The tool is a plugin that merchants can use to display customer rating of products. On its website, it boasts that more than 7,000 companies use its tool.

But RiskIQ says that not all Shopper Approved clients were affected because of the way the hackers targeted their skimmer, among other factors. The attack only works when the merchant inserts the Shopper Approved tool onto the checkout page, so the Magecart group used keywords to target the tool only in those cases.

“They filter down on what they’re actually grabbing, because websites will have a ton of forms. Some search pages on websites will also technically be a form that you are submitting, and they don’t want to skim this because it’s just noise,” Klijnsma told CyberScoop.

Additionally, the report notes that many shopping cart platforms — often also third-party plugins — are actively blocking other third-party scripts from even working on checkout pages.

RiskIQ says it made the discovery on Sept. 15 and notified Shopper Approved soon after. The e-commerce company reportedly resolved the issue by removing the skimmer script within two days of the discovery.

Klijnsma noted that Shopper Approved had the best response out of any third-party provider that RiskIQ has notified. The company cut off contact with some Magecart victims, he said, when they got “aggressive” after being notified of a compromise. In statement in RiskIQ’s report, Shopper Approved Scott Brandley echoed the positive sentiment.

“On behalf of Shopper Approved, I want to personally thank the RiskIQ team for the diligence and incredible effort they’ve taken in helping us detect and secure our code in such a short amount of time,” Brandley said. “RiskIQ helped significantly limit the impact caused by Magecart – and for that, we will be forever grateful.”

The Shopper Approved case marks a supply chain hack because, as RiskIQ explains, Magecart targeted a single plugin used by numerous stores, rather than some website in particular.

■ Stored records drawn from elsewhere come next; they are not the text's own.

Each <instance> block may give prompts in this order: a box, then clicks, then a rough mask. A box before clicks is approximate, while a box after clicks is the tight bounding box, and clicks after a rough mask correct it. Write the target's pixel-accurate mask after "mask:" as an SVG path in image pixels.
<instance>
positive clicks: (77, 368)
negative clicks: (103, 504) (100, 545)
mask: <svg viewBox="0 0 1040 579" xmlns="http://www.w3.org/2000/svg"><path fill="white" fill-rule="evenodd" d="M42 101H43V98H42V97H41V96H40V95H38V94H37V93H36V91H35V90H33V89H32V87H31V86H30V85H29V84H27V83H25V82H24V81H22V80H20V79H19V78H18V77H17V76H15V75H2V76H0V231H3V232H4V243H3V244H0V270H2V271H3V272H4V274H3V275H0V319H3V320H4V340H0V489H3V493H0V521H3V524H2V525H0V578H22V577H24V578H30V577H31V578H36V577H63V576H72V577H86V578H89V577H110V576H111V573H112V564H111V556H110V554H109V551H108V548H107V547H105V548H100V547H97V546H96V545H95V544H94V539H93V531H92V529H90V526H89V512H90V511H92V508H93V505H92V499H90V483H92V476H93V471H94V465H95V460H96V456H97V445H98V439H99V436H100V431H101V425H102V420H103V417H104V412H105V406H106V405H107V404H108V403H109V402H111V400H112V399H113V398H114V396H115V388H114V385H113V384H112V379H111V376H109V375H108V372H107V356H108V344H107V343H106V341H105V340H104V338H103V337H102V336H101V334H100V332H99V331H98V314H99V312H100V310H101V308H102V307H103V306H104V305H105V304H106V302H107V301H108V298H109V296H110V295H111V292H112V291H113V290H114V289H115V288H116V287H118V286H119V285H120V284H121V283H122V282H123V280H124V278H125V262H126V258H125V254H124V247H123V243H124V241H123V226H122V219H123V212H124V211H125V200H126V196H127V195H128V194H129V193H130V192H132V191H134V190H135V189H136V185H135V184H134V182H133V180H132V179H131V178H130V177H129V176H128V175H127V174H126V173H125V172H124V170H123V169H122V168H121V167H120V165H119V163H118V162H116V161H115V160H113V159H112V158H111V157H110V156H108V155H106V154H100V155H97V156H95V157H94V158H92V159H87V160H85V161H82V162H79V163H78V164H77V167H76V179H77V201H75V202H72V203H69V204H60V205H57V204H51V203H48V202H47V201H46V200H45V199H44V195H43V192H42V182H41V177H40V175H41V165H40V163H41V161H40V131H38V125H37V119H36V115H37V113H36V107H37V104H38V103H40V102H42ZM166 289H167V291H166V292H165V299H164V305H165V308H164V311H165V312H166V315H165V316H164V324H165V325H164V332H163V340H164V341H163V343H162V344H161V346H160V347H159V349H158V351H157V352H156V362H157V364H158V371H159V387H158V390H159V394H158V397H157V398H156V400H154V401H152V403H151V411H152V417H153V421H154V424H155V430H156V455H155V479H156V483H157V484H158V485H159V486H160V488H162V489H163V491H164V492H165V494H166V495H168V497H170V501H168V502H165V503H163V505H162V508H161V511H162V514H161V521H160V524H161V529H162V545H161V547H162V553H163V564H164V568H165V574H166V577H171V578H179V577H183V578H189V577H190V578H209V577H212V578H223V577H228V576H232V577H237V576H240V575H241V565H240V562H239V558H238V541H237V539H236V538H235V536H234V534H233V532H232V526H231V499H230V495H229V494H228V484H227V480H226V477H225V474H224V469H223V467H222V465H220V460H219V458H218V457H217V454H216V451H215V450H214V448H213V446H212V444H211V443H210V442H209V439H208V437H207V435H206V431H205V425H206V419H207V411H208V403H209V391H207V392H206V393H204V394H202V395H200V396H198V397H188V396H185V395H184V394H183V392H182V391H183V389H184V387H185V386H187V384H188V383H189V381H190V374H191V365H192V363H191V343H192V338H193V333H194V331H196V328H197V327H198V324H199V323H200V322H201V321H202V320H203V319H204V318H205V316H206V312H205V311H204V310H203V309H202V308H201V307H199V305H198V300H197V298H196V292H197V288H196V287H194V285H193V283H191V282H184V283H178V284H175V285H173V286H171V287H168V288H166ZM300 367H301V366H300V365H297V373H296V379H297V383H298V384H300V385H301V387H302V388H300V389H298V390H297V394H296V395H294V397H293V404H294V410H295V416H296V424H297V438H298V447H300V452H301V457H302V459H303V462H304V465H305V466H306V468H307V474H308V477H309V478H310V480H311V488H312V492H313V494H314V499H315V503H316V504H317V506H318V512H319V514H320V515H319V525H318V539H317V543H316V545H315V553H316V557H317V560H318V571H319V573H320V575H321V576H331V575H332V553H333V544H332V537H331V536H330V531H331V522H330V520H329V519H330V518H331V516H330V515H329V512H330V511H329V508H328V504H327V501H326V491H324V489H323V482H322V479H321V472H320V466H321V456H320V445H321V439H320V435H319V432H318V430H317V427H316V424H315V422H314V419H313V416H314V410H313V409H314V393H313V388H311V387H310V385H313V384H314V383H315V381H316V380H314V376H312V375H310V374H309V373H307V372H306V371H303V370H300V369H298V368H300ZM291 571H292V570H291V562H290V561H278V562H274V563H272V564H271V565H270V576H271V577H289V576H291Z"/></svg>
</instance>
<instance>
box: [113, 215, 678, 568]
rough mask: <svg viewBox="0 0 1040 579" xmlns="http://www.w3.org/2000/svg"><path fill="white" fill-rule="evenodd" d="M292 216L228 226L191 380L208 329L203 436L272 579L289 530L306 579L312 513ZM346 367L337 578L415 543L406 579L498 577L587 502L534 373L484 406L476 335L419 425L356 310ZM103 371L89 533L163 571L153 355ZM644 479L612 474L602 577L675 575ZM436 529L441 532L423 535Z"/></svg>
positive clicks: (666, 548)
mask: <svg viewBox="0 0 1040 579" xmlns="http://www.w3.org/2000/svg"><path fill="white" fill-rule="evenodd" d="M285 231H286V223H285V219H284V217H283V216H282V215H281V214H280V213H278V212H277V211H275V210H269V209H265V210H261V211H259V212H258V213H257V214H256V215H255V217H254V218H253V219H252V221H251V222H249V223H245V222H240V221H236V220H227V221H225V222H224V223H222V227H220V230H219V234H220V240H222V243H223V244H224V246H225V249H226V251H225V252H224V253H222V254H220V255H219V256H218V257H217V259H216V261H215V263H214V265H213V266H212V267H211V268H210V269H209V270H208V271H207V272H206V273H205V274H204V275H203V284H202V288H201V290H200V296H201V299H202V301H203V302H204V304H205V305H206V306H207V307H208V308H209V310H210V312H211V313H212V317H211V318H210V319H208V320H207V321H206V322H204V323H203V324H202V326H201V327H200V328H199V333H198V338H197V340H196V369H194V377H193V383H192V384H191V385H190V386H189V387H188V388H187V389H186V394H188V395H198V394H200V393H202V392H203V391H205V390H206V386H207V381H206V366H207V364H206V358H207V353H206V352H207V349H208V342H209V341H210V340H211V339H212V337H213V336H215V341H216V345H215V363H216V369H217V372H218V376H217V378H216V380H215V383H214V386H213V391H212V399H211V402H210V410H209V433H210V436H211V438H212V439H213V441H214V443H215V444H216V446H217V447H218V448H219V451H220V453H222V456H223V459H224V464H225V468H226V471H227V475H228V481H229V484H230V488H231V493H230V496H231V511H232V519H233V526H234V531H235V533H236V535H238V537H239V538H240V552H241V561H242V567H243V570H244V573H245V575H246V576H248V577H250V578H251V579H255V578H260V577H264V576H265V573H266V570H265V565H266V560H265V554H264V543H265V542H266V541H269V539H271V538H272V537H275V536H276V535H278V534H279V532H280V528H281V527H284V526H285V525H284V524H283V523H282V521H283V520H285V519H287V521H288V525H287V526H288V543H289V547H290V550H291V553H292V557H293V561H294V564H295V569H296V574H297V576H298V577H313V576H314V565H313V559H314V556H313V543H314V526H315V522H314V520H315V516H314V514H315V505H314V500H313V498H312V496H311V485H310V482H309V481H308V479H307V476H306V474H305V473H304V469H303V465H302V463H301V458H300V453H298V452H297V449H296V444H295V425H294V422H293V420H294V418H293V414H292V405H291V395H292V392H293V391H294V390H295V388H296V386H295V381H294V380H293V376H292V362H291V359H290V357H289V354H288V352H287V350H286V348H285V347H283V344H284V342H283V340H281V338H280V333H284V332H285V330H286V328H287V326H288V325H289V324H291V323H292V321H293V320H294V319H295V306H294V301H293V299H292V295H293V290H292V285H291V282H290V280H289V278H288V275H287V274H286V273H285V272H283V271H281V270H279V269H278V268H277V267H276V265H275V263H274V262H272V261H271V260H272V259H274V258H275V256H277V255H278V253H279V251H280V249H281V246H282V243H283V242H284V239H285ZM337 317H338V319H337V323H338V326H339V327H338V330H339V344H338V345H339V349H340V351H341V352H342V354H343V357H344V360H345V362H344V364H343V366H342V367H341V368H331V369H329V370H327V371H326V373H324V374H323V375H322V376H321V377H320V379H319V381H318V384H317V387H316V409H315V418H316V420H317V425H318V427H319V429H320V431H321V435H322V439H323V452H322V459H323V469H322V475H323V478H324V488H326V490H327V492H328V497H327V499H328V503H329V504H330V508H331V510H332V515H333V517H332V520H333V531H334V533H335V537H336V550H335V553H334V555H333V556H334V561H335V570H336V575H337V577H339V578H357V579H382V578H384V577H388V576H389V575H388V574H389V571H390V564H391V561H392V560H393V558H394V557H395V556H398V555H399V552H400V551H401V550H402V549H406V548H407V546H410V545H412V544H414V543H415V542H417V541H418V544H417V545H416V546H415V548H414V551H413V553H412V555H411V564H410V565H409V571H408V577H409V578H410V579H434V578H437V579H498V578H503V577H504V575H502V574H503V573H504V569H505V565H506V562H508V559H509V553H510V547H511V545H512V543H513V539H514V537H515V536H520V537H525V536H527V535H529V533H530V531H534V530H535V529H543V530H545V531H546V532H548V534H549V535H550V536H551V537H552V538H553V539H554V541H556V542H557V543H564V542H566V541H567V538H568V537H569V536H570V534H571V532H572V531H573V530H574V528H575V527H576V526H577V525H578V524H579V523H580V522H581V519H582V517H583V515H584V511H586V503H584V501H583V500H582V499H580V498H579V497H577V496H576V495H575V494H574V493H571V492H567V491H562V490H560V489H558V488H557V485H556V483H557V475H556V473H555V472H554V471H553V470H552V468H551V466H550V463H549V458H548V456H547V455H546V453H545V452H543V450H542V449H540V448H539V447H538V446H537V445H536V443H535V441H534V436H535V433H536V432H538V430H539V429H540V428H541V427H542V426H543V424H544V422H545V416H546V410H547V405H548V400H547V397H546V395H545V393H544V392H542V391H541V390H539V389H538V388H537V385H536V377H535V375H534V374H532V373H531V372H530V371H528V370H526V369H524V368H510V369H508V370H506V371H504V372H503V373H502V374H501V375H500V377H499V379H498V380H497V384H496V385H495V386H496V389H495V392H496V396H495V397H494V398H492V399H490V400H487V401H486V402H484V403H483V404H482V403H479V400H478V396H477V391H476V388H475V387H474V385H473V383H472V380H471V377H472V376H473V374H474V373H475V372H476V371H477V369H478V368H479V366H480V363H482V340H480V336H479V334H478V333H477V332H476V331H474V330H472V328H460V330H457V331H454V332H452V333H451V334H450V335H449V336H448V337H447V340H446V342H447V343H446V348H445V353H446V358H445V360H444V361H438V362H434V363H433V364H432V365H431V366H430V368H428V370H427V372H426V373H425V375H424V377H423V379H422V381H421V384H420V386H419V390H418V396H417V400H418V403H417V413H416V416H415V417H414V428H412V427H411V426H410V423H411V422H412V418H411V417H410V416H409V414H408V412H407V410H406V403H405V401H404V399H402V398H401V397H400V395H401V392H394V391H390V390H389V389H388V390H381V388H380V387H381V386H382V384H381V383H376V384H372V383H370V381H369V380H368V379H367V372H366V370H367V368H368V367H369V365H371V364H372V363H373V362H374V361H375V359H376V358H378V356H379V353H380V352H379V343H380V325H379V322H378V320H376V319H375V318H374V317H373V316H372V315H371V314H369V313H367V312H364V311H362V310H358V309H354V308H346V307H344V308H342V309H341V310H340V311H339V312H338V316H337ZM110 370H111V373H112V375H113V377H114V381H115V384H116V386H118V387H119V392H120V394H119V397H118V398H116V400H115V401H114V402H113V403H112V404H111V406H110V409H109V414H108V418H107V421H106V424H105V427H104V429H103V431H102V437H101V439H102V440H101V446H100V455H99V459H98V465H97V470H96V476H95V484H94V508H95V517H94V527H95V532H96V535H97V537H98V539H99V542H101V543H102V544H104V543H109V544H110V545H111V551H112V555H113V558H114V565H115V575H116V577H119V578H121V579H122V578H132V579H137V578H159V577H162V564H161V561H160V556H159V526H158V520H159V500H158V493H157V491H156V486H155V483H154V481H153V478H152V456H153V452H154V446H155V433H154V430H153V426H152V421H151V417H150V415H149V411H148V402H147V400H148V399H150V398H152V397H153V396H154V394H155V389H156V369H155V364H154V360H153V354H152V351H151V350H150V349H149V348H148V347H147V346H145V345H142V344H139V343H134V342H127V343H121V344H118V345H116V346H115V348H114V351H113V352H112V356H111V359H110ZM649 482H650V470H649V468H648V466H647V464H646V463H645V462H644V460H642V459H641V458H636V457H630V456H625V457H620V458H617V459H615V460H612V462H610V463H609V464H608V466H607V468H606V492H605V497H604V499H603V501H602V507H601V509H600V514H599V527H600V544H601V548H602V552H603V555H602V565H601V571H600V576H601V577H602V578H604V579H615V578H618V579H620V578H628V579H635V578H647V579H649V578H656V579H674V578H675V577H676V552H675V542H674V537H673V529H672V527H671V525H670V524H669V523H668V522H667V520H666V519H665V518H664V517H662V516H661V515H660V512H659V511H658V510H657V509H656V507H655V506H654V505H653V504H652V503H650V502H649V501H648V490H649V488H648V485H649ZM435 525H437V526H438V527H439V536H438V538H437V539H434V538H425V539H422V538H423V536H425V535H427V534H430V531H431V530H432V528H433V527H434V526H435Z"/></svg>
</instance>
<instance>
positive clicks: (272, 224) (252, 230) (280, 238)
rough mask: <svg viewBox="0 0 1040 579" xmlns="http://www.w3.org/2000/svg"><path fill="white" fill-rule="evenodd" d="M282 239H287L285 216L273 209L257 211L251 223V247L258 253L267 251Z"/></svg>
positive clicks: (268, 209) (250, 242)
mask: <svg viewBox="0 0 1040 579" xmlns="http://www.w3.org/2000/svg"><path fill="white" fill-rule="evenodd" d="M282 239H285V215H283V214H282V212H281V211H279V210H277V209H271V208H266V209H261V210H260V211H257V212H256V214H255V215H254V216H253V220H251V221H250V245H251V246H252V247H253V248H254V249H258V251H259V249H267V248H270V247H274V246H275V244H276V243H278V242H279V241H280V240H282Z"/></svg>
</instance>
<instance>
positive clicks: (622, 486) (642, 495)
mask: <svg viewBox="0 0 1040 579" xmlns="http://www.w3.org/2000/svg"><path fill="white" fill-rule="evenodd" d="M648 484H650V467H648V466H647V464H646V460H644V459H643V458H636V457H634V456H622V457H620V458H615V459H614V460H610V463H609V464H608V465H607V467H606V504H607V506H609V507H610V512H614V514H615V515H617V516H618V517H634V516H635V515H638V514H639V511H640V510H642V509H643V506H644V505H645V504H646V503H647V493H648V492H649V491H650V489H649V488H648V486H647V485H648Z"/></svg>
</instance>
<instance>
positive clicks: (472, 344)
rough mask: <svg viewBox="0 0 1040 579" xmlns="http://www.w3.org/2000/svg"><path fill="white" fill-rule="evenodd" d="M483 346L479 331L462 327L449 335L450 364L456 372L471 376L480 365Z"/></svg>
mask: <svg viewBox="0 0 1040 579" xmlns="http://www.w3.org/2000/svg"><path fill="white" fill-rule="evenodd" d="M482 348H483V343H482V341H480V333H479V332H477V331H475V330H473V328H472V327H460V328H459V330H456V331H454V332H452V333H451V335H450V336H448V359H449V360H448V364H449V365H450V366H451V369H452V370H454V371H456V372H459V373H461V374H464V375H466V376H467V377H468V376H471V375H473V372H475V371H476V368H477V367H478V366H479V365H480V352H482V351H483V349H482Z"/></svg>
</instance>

Klijnsma said it’s not clear exactly how the attackers were able to tap into the code distributed by Shopper Approved. However, he said RiskIQ has observed a laundry list of ways that Magecart groups have hijacked third-party script, like using default default credentials, passwords from past data breaches, exploiting old versions of WordPress or Apache Struts, among others.

“This group specifically, any way they can get in, they will try,” Klijnsma said.

The lesson with Magecart and web app compromises, Risk IQ says, is to clean up online checkout pages and isolate third-party apps, whether they are for ratings, analytics, live chat, ads or something else.

“In effect, when you run a business and have a third party, your attack surface extends to anybody included on your website,” Klijnsma said. “They are all executing some form of code on their website, which means if they are compromised, you are compromised.”